A General Dynamics Land Systems e a Textron Systems têm disputado, ao longo dos últimos anos, o projeto vencedor do ARV. O Corpo de Fuzileiros Navais avaliou protótipos das duas empresas, além de uma submissão anterior da BAE Systems, por meio de rodadas de testes que incluíram provas de mobilidade em terra e na água, testes de proteção contra explosões e impactos cinéticos, e avaliações de resistência a ataques cibernéticos e interferência eletromagnética.

A Textron, por sua vez, firmou parceria com a Elbit Systems para integrar ao seu protótipo do ARV o sistema IronVision, um conjunto de consciência situacional de 360º concebido para oferecer à tripulação uma visão mais ampla do ambiente ao redor do veículo do que a proporcionada por periscópios ou blocos de visão tradicionais.

O papel do evento Touchpoint no desenvolvimento do projeto

Eventos como o Marine Touchpoint realizado no mês passado cumprem uma função específica no processo de desenvolvimento de novos equipamentos dos Fuzileiros Navais: colocar protótipos em estágio inicial ou intermediário diretamente nas mãos dos militares que efetivamente vão operá-los em campo, em vez de depender exclusivamente da avaliação de engenheiros, gerentes de programa e pilotos de teste contratados.

O evento foi concebido para captar o que a organização classificou como retorno qualificado e de aplicação prática de fuzileiros experientes das unidades de reconhecimento blindado leve. Esse retorno deve ser usado para reduzir riscos antes da próxima grande revisão de projeto do ARV e, potencialmente, para influenciar mudanças de concepção enquanto ainda são relativamente baratas e simples de implementar.

Visão de longo prazo dentro do Force Design 2030

Esse tipo de retroalimentação antecipada tem peso ainda maior no caso do ARV, dada sua relação direta com uma transformação mais ampla já em curso nas forças de reconhecimento do Corpo de Fuzileiros Navais. 

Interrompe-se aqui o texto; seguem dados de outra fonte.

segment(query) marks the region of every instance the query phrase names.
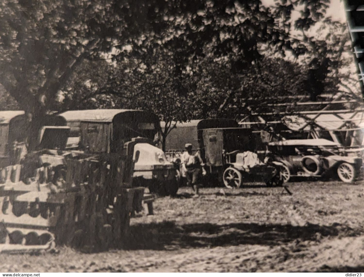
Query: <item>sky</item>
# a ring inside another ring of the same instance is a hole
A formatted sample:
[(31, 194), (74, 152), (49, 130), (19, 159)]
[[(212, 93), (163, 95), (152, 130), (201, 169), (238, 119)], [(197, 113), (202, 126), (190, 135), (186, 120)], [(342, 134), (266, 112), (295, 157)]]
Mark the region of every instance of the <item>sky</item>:
[(327, 10), (327, 15), (332, 17), (333, 19), (345, 21), (344, 2), (340, 0), (331, 0), (330, 8)]

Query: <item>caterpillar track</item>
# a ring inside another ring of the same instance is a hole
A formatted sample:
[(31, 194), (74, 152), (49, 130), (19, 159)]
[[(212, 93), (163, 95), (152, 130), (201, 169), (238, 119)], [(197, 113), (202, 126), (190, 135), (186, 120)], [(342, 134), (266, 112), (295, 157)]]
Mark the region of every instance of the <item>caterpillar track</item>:
[[(0, 171), (0, 253), (120, 245), (144, 188), (127, 156), (48, 152)], [(132, 156), (131, 156), (132, 157)]]

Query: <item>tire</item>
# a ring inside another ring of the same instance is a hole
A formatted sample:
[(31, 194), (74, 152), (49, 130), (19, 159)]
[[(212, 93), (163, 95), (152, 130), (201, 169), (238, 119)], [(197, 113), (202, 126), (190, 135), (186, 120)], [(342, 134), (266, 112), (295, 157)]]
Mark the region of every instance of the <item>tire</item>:
[[(305, 162), (307, 160), (309, 159), (312, 160), (316, 166), (315, 170), (310, 170), (306, 167), (307, 166)], [(305, 156), (302, 158), (301, 163), (302, 166), (302, 169), (309, 175), (311, 176), (318, 175), (321, 173), (321, 170), (322, 170), (321, 161), (315, 156)]]
[(280, 174), (283, 179), (283, 182), (286, 183), (289, 181), (291, 178), (291, 173), (288, 167), (285, 165), (281, 165), (280, 166)]
[(238, 188), (242, 182), (241, 173), (233, 167), (229, 167), (224, 171), (222, 176), (224, 184), (229, 189)]
[(343, 182), (351, 183), (356, 175), (354, 166), (347, 162), (343, 162), (337, 167), (337, 176)]

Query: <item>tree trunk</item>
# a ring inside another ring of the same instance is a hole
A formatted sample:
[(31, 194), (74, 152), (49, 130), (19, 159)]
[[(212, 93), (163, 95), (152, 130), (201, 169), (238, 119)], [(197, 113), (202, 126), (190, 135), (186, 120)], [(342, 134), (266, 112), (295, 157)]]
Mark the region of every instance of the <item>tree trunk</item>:
[(166, 152), (166, 138), (167, 136), (163, 133), (162, 134), (162, 149), (163, 152)]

O tenente-general Karsten Heckl, vice-comandante para desenvolvimento e integração de combate do Corpo de Fuzileiros Navais, declarou à National Defense Magazine em 2023 que a força enxerga o ARV, em sua concepção final, como algo consideravelmente mais amplo do que uma simples substituição do LAV-25. 

Heckl descreveu o programa como uma família de sistemas destinada a ampliar a capacidade de reconhecimento dos fuzileiros, sobretudo ao longo de litorais e zonas litorâneas centrais na estratégia de modernização do Corpo conhecida como Force Design 2030.

O oficial destacou ainda que os planejadores dos Fuzileiros Navais avaliam desde veículos ultraleves até plataformas blindadas leves como candidatos para essa função, com sistemas aéreos não tripulados de pequeno porte e munições de espera (loitering munitions) podendo ser lançados diretamente da plataforma escolhida. 

Isso daria a um único veículo de reconhecimento a capacidade de reunir inteligência e atacar um alvo sem depender da chegada de um ativo de ataque separado.

Pesquisa e desenvolvimento em curso

O Escritório de Pesquisa Naval tem financiado, à parte, pesquisas de ciência e tecnologia voltadas ao ARV, dentro do programa Future Naval Capabilities, do Departamento da Marinha dos EUA. 

A iniciativa é voltada especificamente para identificar tecnologias promissoras e acelerar a incorporação das mais maduras em programas formais de aquisição assim que comprovada sua viabilidade, o que evidencia que parte relevante das capacidades futuras do ARV ainda está em fase de aperfeiçoamento, mesmo com protótipos já em avaliação por fuzileiros em campo.

Não há, até o momento, confirmação de cronograma definitivo para a entrada em serviço do ARV nas unidades do Corpo de Fuzileiros Navais. O programa já percorreu anos de rodadas concorrentes de protótipos antes de chegar a esta etapa de avaliação direta por tropas. 

O que o evento Touchpoint do mês passado confirma é que, os Fuzileiros Navais estão incorporando militares que vão operar o veículo ao próprio processo de projeto, apostando em identificar problemas agora, enquanto uma modificação de chassi ou o posicionamento de um sensor ainda podem ser corrigidos no papel, custará muito menos tempo e recursos do que descobrir a mesma falha após o início da produção em larga escala.